Пока я предавался всем этим мыслям, стало совсем темно и свет луны озарил амбразуру окна. Скалы вдоль дороги выглядели грозно, а с ближайших гор в ночной тишине доносился шум низвергающихся потоков. Окно было открыто, и в комнату проникала струя свежего сыроватого воздуха, вслед за которой, словно смиряя ее, из очага поднимались горящие языки пламени. Дон Карлос сделал нам знак следовать за ним. Мы вышли и некоторое время шли пешком, пока не достигли скалистого ущелья, где нас дожидался вестовой с нашими лошадьми. Дон Карлос вскочил в седло и погнал лошадь галопом; мы последовали его примеру. Когда мы проезжали мимо часовых, во тьме послышался окрик:

— Кто идет?

— Карл Седьмой! — крикнул в ответ солдат.

— Чей отряд?

— Бурбона.

Нас пропустили. У ворот города нам пришлось снова оставить лошадей на попечение вестового и, соблюдая все предосторожности, идти пешком.

Мы остановились перед домом с решетками. Это был дом моей прелестной танцовщицы, которая стала герцогиней Уклесской. Мы тихо постучались, и дверь открыли… Нас встретил какой-то человек; светя нам большим железным фонарем, он повел нас, открывая одну дверь за другой и оставляя их потом все открытыми. Несколько раз человек этот с любопытством нас оглядывал. Я тоже стал всматриваться в него — лицо его мне показалось знакомым. У него была деревянная нога; роста он был высокого, худощавый, смуглый; глаза цыгана, лысина и профиль Цезаря. И вдруг, заметив движение, которым он приглаживал волосы на висках, я все вспомнил: Цезарь с деревянной ногой был не кто иной, как знаменитый пикадор, большой щеголь, завсегдатай классических пирушек, в которых принимали участие певцы и аристократы. Давным-давно еще ходили слухи, что он заменил меня в сердце знаменитой танцовщицы. Я никогда не делал попыток эти слухи проверить, ибо считал своим долгом странствующего рыцаря относиться с уважением к маленьким тайнам женских сердец. С великой грустью вспомнил я былые счастливые времена! У меня было такое чувство, будто я проснулся вдруг от стука этой деревянной ноги, в то время как мы проходили широкими коридорами, стены которых украшали старинные эстампы, изображавшие историю любви доньи Марины и Эрнана Кортеса.{93} Сердце мое все еще трепетно билось, когда в дверях показалась герцогиня.
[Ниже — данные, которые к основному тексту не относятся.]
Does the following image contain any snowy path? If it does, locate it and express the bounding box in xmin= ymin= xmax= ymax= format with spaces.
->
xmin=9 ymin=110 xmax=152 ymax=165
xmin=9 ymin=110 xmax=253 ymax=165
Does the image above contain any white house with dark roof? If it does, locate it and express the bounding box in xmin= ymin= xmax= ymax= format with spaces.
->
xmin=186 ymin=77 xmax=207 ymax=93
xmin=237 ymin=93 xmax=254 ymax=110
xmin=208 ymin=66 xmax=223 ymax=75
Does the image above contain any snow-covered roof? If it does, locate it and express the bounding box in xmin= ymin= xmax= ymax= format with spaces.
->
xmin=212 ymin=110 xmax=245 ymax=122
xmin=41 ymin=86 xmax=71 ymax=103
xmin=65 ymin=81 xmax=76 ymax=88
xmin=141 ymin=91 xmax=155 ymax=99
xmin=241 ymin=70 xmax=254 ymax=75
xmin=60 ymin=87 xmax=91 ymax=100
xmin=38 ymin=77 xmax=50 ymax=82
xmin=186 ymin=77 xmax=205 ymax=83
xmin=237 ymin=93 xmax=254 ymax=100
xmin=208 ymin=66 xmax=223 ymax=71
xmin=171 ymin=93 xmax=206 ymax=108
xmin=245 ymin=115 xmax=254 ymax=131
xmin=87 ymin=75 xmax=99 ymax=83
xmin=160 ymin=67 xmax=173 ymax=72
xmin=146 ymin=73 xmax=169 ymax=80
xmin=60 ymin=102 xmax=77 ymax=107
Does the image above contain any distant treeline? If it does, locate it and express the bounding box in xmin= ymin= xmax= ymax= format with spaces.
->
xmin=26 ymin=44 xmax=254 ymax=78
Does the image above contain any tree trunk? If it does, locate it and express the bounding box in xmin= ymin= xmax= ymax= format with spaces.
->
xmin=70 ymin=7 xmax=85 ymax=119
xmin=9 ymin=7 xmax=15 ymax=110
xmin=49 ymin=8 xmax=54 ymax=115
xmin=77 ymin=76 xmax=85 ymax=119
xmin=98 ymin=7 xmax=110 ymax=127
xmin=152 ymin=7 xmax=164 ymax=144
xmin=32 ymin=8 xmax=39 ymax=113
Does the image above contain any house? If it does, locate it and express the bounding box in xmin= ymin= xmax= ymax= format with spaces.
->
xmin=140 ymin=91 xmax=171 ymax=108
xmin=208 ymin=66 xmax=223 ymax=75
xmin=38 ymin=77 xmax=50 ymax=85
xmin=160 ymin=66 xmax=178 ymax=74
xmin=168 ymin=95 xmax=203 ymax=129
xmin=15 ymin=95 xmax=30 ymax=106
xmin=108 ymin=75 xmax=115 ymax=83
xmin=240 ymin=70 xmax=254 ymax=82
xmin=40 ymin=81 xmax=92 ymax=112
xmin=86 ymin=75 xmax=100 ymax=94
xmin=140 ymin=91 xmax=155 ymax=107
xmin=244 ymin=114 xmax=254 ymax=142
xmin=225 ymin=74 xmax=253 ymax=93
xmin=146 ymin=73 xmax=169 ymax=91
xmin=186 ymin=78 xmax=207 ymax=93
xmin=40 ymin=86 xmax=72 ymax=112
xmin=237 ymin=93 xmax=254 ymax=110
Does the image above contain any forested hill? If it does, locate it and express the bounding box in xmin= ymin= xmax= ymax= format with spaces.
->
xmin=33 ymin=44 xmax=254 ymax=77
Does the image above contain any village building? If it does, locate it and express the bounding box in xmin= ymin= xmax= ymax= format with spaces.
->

— Приехала? — спросил дон Карлос.

— Сейчас прибудет, ваше величество.

Герцогиня хотела пропустить короля вперед, но он со всей галантностью этому воспротивился:

— Сначала пусть пройдут дамы.

Мы очутились в просторной зале, освещенной канделябрами на консолях; на эстраде, пол которой сверкал, стоял диван, а перед ним горела медная жаровня с ножками в виде львиных лап. Грея над жаровней руки, дон Карлос сказал:

— Только женщины умеют заставлять себя ждать… Это их великий дар!

Он замолчал, и из уважения к нему молчали и мы. Герцогиня мне улыбнулась. Увидав ее во вдовьем наряде, я вспомнил даму в черной вуали, выходившую из церкви в свите доньи Маргариты. Из коридора снова доносится стук деревянной ноги и шум голосов. Неожиданно появляются две запыхавшиеся женщины, закутанные в мокрые от дождя мантильи; они едва переводят дух. Увидев нас, одна из них, раздосадованная, хочет вернуться назад. Дон Карлос подходит к ней и что-то ей говорит, после чего они вместе уходят.

Другая, дуэнья, вошедшая совершенно бесшумно, следует за ними, но вскоре возвращается и, чуть высунув из мантильи руку, делает знак Вольфани. Тот поднимается и идет за нею. Увидев, что мы остались одни, герцогиня смеется и тихо мне говорит:

— Они от вас прячутся.

— А разве я их знаю?

— Как сказать… Не спрашивайте меня ни о чем.

Я замолчал, не испытывая ни малейшего любопытства, и хотел поцеловать изящные руки моей подруги, но она отдернула их и улыбнулась:

— Веди себя прилично. Помни, что мы оба уже старики.

— Ты такая же юная, как прежде, Кармен!

Несколько мгновений она смотрела на меня, а потом ответила жестоко и зло:

— А вот про тебя этого не скажешь.

Но ее жалостливой натуре захотелось залечить нанесенную мне рану, и, обвив мою шею своим боа из куньего меха, она подставила мне губы для поцелуя. Божественные губы! Они расточали ароматы молитв, похожих на цыганские пляски. Но она тут же отпрянула — в коридоре снова послышался стук деревянной ноги, отдававшийся эхом по всему дому.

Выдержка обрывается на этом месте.